Ruiz Career slash line as an 8 hole hitter: .248/.352/.369 for a .721 OPS
Ruiz Career slash line in all other spots: .306/.380/.473 for a .853 OPS*

* (from 2010-2012 that latter slash goes up to .313/.390.486 for an .876 OPS)

So given his career and recent production hitting outside the dreaded NL 8-hole his .934 OPS doesn’t look like such a glaring outlier. I’m not sure how difficult it is on a hitter’s hitting approach to go from 8th to somewhere else as much as Ruiz did prior to last year. I would think there is some benefit to being able to maintain one consistent approach. There’s no question NL 8 hole hitters have to approach their at bats much differently then in any other spot.

Ruiz final numbers last year may also have benefited from missing so much of the end of season. Sept/Oct can often put a drag on the stats of NL catchers who catch 5-6 games every week.

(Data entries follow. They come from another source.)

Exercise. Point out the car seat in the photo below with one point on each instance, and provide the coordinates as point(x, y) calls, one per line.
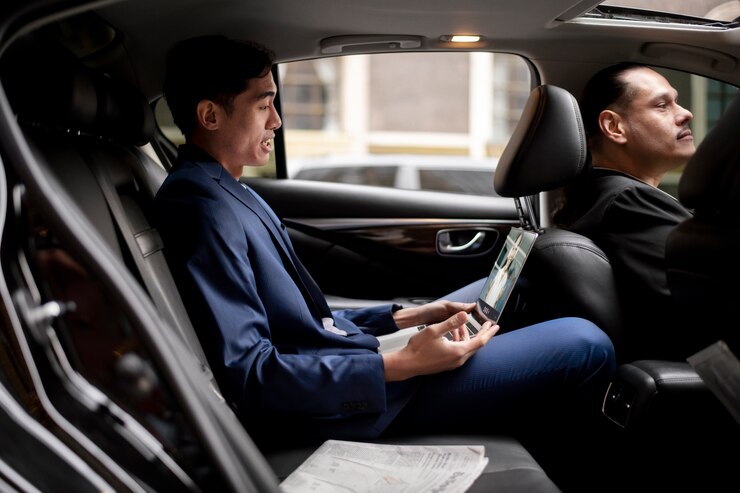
point(566, 273)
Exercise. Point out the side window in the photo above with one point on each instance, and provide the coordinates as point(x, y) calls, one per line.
point(706, 99)
point(438, 121)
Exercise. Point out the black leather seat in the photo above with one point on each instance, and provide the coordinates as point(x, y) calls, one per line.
point(566, 273)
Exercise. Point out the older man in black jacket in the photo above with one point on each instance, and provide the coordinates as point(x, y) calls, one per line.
point(637, 131)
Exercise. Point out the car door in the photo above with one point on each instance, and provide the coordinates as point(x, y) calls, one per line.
point(365, 243)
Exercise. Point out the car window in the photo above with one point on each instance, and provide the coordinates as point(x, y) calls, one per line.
point(443, 119)
point(454, 180)
point(379, 176)
point(706, 99)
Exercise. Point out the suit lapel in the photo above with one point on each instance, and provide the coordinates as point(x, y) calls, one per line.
point(281, 240)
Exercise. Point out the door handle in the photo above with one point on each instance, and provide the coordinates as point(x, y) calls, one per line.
point(446, 246)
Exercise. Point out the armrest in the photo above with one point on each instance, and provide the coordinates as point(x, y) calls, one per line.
point(656, 394)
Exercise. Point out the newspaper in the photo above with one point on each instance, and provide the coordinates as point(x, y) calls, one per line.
point(355, 467)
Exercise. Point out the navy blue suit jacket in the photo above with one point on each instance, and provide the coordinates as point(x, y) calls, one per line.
point(259, 315)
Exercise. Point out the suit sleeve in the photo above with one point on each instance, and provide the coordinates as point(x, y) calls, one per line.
point(638, 222)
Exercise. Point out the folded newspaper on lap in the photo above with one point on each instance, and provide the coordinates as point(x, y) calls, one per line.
point(354, 467)
point(494, 295)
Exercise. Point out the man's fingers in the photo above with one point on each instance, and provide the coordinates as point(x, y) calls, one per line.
point(451, 323)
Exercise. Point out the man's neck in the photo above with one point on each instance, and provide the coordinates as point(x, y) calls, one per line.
point(643, 173)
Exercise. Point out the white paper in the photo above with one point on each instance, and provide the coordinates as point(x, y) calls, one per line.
point(354, 467)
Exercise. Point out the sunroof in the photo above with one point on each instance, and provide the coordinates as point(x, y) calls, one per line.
point(721, 13)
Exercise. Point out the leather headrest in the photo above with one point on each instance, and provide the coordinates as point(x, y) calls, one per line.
point(49, 88)
point(548, 147)
point(711, 180)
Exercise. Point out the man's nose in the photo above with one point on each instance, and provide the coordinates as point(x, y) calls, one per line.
point(685, 115)
point(275, 121)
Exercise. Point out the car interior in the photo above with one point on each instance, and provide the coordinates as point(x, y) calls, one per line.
point(104, 382)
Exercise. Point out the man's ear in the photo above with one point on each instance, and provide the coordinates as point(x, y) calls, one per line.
point(207, 114)
point(612, 126)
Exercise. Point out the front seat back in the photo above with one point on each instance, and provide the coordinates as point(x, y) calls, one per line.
point(566, 273)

So, if he stays out of the 8hole next year I think something between last years .934 OPS and his career .853 OPS (outside the 8 hole) should be achievable. I think an .880-.900 OPS would be a fair expectation. That puts him way up in the catcher ranks. You just have to temper that ranking with the age/injury risks and projected nap-time associated with a 34 yr old NL catcher (not to mention the small risk that Charlie will stick him back in the 8 hole).

As an aside, I drafted Ruiz last year and when the breakout came I started thinking HGH. Then he got plantar (McGwire’s first malady) and I really got worried that Ruiz might be a suspension waiting to happen and dropped him. When he came back on waivers I did the assessment above to see just how big a fluke his season was before picking him up. It seems his numbers are much more legit then they first appeared when you look at the 8 hole issue.